Jiyong bersyukur rencananya untuk membantu Lisa bisa dengan mudah terealisasikan. Ia hanya perlu mengatur jadwal dengan gadis itu, namun itu bisa dilakukan lain kali. Jadi sembari mengabari menyimpan kembali handphonenya di dalam saku, pria itu mengangkat kepalanya dan mulai melanhkah hendak kembali ke dalam auditorium. Alunan string dari Winter dalam Four Seasons sudah terdengar, sebentar lagi latihan Jiyeon akan selesai.

“Oppa!” sapa ceria seorang gadis yang baru saja keluar dari ruang auditorium lain. Dari ruang auditorium yang lebih kecil, Kim Jisoo seorang pemain biola, baru saja keluar setelah berlatih.

“Oh? Jisoo-ya, lama tidak bertemu,” balas Jiyong. “Mungkin sudah empat atau lima tahun?”

“Heish… dua tahun lalu kita bertemu di konser kelulusanku. Di Jerman, ingat? Ahh… oppa hanya ingat Jiyeon eonni di sana, iya kan? Di sana kalian pertama kali bertemu,” oceh Jisoo sembari memegangi tas biolanya. “Bukankah itu artinya aku yang menjodohkan kalian? Berterimakasih lah padaku,” seru ceria Kim Jisoo dan suaranya jadi lebih ceria lagi di saat Jiyong mengatakan kalau ia baru saja bertemu dengan Lisa lagi.

Ternyata, sama seperti Jiyong yang sempat kehilangan jejak Lisa, Jisoo pun juga sama.
Sama seperti Jiyong, Kim Jisoo terlalu fokus pada karir bermusik mereka hingga tidak sempat memperhatikan satu persatu teman masa sekolah mereka. Terlebih karena saat itu mereka bukan anak-anak populer.

Saat itu, mereka– orang-orang seperti Jisoo, Jiyong juga Yongbae– yang sering kali sibuk dan jarang datang ke sekolah hampir tidak diperhatikan di kelas. Anak-anak berbakat itu lebih sering menghabiskan waktu untuk latihan juga mengasah kemampuan mereka dibanding untuk bermain. Hampir bertolak belakang dengan Lisa, Jennie sampai Ten yang sehari-harinya dihabiskan di sekolah.
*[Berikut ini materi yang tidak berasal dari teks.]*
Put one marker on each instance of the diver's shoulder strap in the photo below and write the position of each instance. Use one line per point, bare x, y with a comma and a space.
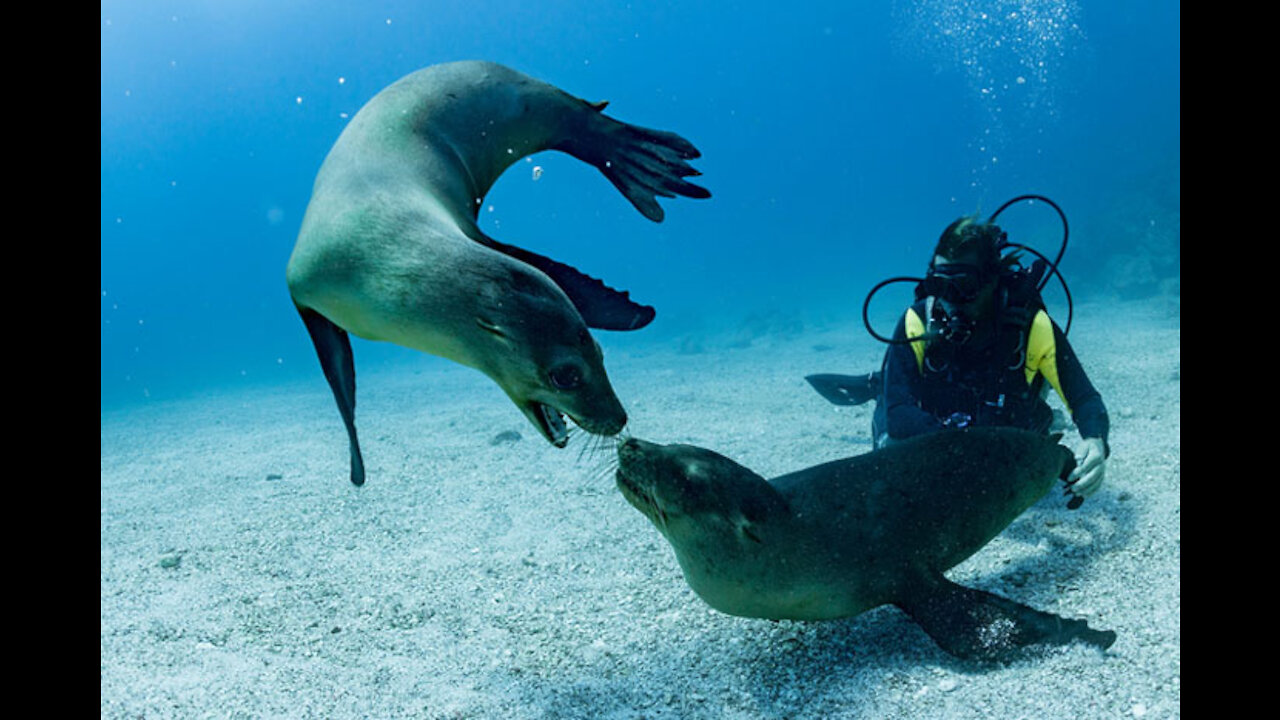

“Aku sangat merindukan Lisa… dulu dia satu-satunya anak populer yang tersenyum padaku. Bahkan saat aku di bully, dia membantuku mengatasinya. Membahas tentang bully membuatku mencium bau telur busuk lagi di kepalaku,” gerutu Jisoo sembari mencium rambutnya sendiri.

Sembari terkekeh, seolah dulu mereka sangat dekat, Jiyong ikut mencium rambutnya Jisoo. Bukan meraih helaian rambutnya, namun mengulurkan kepalanya untuk menghirup aroma di puncak kepala teman sekolahnya itu. Sikapnya terlihat seolah ia hendak mencium Jisoo tepat di kepalanya.

“Tidak ada bau busuk. Kau memakai shampo nanas? Aroma apa ini? Sesuatu seperti buah tropis yang segar?” balas Jiyong, mengomentari aroma rambut Jisoo demi membuat gadis yang terlihat masih menyimpan trauma itu merasa lebih baik.
Jisoo menganggukan kepalanya.

Ia mengiyakan komentar Jiyong kemudian mengaku kalau ia baru saja tiba dari Jerman dan belum sempat berbelanja.

“Aku memakai shampo keponakanku, aku baru saja datang dan tinggal di rumah lama kakakku. Ku pikir kakakku sudah menyiapkan segalanya, tapi ternyata apartemen itu hampir kosong. Peralatan mandi saja tidak ada, untungnya aku menemukan shampo dan sabun bekas keponakanku. Ah! Dan pasta gigi rasa jeruknya, benar-benar enak. Aku heran kenapa anak-anak sulit disuruh menggosok gigi padahal pasta gigi mereka rasanya luar biasa?” gadis itu terus mengoceh, membuat Jiyong tersenyum karenanya, membuat Jiyong terkekeh kemudian tertawa bersamanya lalu membuat cemburu sang calon mempelai wanita.